If I was the kind of person to take things personally OOC and want everyone to like me, it could have been a brutalising experience. But I wanted that IC hostility, I wanted it to feel real and I wanted my sometimes unpleasant actions to have consequences. At one point I helped rally some troops to butcher some native PCs. I was feeling a bit squiffy about it both IC and OOC, but after the totally one-sided battle we discovered they had a massive blood-soaked stone device for crushing human sacrifices. Time for me to make a big speech to the victors about the evils of idol worship and what a good job they’d done in suppressing it. They looked like they needed the pep talk too, actually.
One thing that Maelstrom did really well was multi-layered factions. You had national factions with their leadership and subgroups. But then you also had religious factions, with their own leaders and subgroups, and trading factions with leaders and subgroups, and so on. The religions and trading groups crossed national boundaries, so you could wander into an “enemy” camp to talk to someone from your trading company or religion.
I was constantly finding characters who were followers of my religion in unexpected places, and that meant it wasn’t a black-and-white world. It also meant everything was far more inter-connected than it could have been, rather than discrete factions. Another character could be opposed to yours in some respects (e.g. trade), but allied in others (e.g. religion).
From what I saw on forums, many people struggled with the PvP nature of Maelstrom. It did an excellent job of creating a “player led” game (both on paper and in practice), but that just wasn’t what a lot of people wanted. Even among those who liked it, some probably felt it could have had a friendlier or more constructive feel. Some OOC friction probably occurred.
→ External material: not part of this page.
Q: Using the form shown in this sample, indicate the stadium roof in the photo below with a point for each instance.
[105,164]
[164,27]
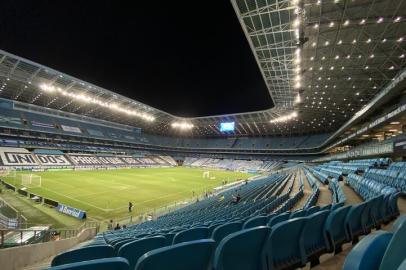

I probably wasn’t able to seeing inside that from my vantage.
Want a friendly atmosphere where you gank lots of inconsequential monsters and get a happy outcome? You’d be out of luck at a factional player-led game like Maelstrom, where every kill was a PC kill. Want a complicated, messy game where every action has unexpected and unknown consequences and the greyness is deafening? That’s what Maelstrom did really well, but it probably came at the expense of being welcoming, morale-inspiring and community-building like a cooperative larp can be.
It’s notable that after Maelstrom, Profound Decisions went on to create Empire. There are still rival PC factions, but they exist within a single nation that is under threat from external forces. That can give the “all in it together” feeling of heroic fantasy, and it also means you get to have lots of big battles where PCs aren’t dying. I don’t think it’s an accident that they moved to that model for their next big game, and made it explicit, because I think it has a wider appeal and can be better for building a happy OOC community.
I like both of those approaches, I think they have different advantages.
But I don’t think I’d enjoy the Mythodea style game as much. It sounds a bit too scripted and not player-driven enough for my preferences.